Ore deposits of Palladium are rare and the leading producer is Russia.  In the run up to 2000, Russian supply of Palladium to the global market was repeatedly delayed and disrupted for political reasons.  The ensuing market panic drive the Palladium price to an all-time high of $1100/oz in 2001.  World demand for Palladium increased from 100 tons in 1990 to nearly 300 tons in 2000 and continues to grow.  The global production from mines was only 222 metric tons in 2006 according to USGS data.  The numerous applications and limits supply sources of Palladium have resulted in it generating considerable investment interest.  
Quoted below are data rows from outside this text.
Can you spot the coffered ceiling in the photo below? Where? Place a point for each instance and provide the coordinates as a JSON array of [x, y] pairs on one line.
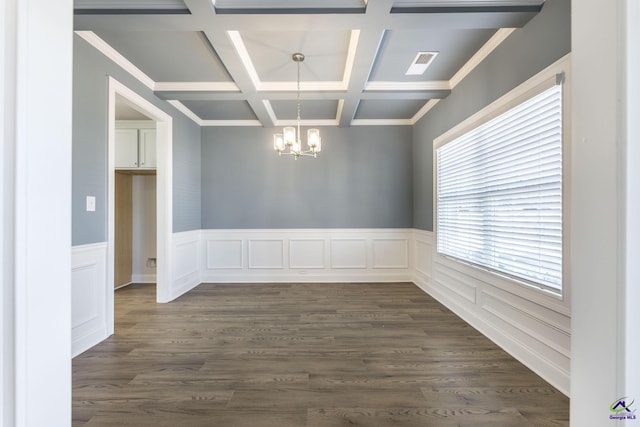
[[228, 62]]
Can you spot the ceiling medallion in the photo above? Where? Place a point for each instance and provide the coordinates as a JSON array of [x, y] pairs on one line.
[[288, 142]]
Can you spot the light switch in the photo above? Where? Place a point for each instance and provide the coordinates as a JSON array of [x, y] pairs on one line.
[[91, 204]]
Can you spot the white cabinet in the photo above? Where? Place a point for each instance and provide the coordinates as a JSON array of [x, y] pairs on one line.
[[135, 148], [147, 148]]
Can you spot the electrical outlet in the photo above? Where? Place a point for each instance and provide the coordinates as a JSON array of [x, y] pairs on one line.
[[91, 203]]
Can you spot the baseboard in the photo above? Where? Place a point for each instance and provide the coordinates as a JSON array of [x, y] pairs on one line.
[[143, 278]]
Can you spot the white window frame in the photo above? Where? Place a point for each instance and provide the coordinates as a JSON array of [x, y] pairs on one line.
[[513, 98]]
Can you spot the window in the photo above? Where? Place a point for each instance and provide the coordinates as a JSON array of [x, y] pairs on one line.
[[499, 191]]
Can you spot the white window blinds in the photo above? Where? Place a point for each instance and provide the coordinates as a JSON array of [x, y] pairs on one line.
[[499, 192]]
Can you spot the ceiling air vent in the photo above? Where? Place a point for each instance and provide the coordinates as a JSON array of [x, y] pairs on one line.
[[420, 63]]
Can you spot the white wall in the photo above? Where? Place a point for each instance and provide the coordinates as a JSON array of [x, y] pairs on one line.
[[632, 297], [144, 228], [601, 333], [40, 195], [7, 189]]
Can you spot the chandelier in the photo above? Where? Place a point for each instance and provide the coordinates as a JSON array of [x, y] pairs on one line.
[[288, 142]]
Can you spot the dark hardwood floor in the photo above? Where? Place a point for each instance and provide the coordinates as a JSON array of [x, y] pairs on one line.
[[315, 355]]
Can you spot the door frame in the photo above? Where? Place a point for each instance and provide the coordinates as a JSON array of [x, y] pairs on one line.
[[164, 193]]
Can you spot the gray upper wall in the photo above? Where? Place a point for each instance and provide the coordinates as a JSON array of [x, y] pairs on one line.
[[361, 179], [89, 175], [527, 51]]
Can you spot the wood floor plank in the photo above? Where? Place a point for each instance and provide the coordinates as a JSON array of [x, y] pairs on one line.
[[317, 355]]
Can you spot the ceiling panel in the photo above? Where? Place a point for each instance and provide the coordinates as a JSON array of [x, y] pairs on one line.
[[169, 56], [289, 4], [130, 4], [397, 109], [465, 3], [400, 47], [221, 110], [231, 60], [325, 54], [309, 109]]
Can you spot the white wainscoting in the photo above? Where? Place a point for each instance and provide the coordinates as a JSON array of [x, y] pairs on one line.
[[307, 255], [187, 260], [88, 296], [531, 325]]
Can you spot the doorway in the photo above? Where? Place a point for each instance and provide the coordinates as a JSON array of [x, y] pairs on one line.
[[135, 196], [118, 93]]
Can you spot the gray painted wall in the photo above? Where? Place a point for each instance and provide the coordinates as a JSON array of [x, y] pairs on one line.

In recent years a Palladium surplus was caused by the Russian government first withholding Palladium from the market; then selling off government stockpiles built up during the Soviet Era.  Russia is likely to use this strategic resource once more to drive up the price artificially in order to generate revenue to offset sanctions due to its recently aggressive behavior.  Failing relations with Russia will also drive up the price.  

Palladium is also under growing demand in China.  In 2004 when Gold and Platinum prices began to rise steeply, Chinese jewelers began fabricating significant volumes of Palladium jewelry.  Demand for Palladium in jewelry fabrication was 920,000 ounces, or approximately 14% of the total Palladium demand in 2004, an increase of almost 700.000 ounces from the previous year.  This growth continued during 2005, with estimated worldwide jewelry demand for Palladium of about 1.4 million ounces, or almost 21% of net Palladium supply, with most of the demand centerd in China.  The popularity of Palladium jewelry is expected to grow in 2008 as the world's biggest producers embark on a jount marketing effort to promote Palladium jewelry worldwide.

As you can see, the demand for Palladium is likely to continue to surpass production, making it a great investment opportunity.